The top U.S. law enforcement official suggested that the Justice Department would direct federal prosecutors to charge defendants in drug cases in which low levels of drugs are involved.

“We need to ensure that incarceration is used to punish, deter and rehabilitate – not merely to convict, warehouse and forget,” Holder said in his speech.

The official went on, adding that the mandatory minimum sentences applied under the criminal justice system in the majority of drugs cases is a sign of unjustice – thus, condemning offenders to long prison terms even for nonviolent crimes and possession of small amounts of drugs, reports Reuters.

“This is why I have today mandated a modification of the Justice Department’s charging policies so that certain low-level, nonviolent drug offenders who have no ties to large-scale organizations, gangs or cartels will no longer be charged with offenses that impose draconian mandatory minimum sentences,” Holder said.

The U.S. top law enforcement official also spoke of a moral imperative – as well as financial and social reasons – to apply drug sentencing reforms that will enlarge the number of convicts.

“As the so-called war on drugs enters its fifth decade, we need to ask whether it, and the approaches that comprise it, have been truly effective,” Holder said at a conference of the American Bar Association lawyers group.

Democrats seemed to be satisfied with the proposed plan, agreeing that mandatory minimum sentences have become an unfair measure.
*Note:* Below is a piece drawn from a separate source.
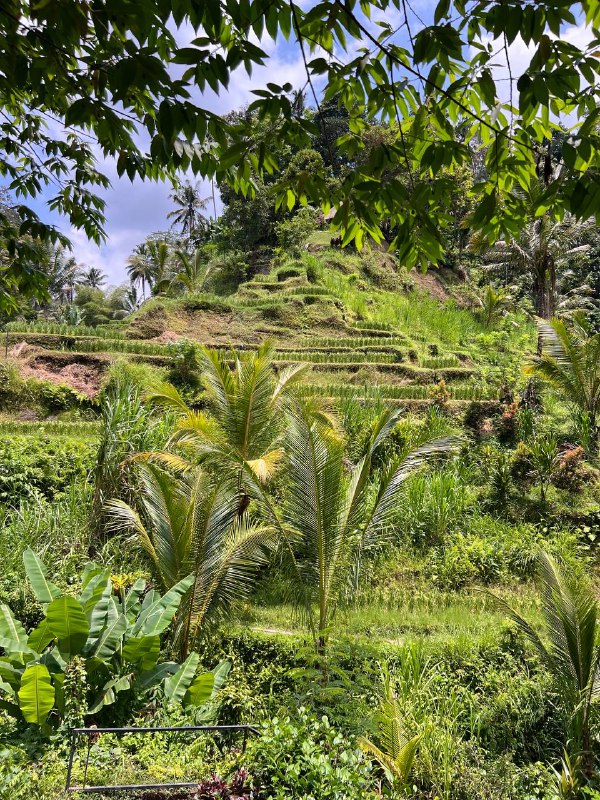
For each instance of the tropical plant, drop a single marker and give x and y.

Some Republicans said the U.S. top official went too far with his proposal.

“If Attorney General Holder wants to reform our criminal justice system, he should work with Congress to do so,” U.S. House of Representatives Judiciary Committee Chairman Bob Goodlatte, a Republican from Virginia, said in a statement.

In a development that Holder called “very promising,” Republican Senators Rand Paul and Mike Lee, frontmen of Tea Party movement, have joined leading Democrats urging to pass legislation to enable federal judges to depart from mandatory minimum sentences for some drug offenses.

“Such legislation will ultimately save our country billions of dollars, and the president and I look forward to working with members of both parties to refine and advance these proposals,” Holder said.

“By reserving the most severe penalties for serious, high-level or violent drug traffickers, we can better promote public safety, deterrence and rehabilitation, while making our expenditures smarter and more productive,” the official added.

According to reports, the Justice Department has been studying changes for about six months, about the time Holder agreed to stay in his job into Obama’s second, four-year term.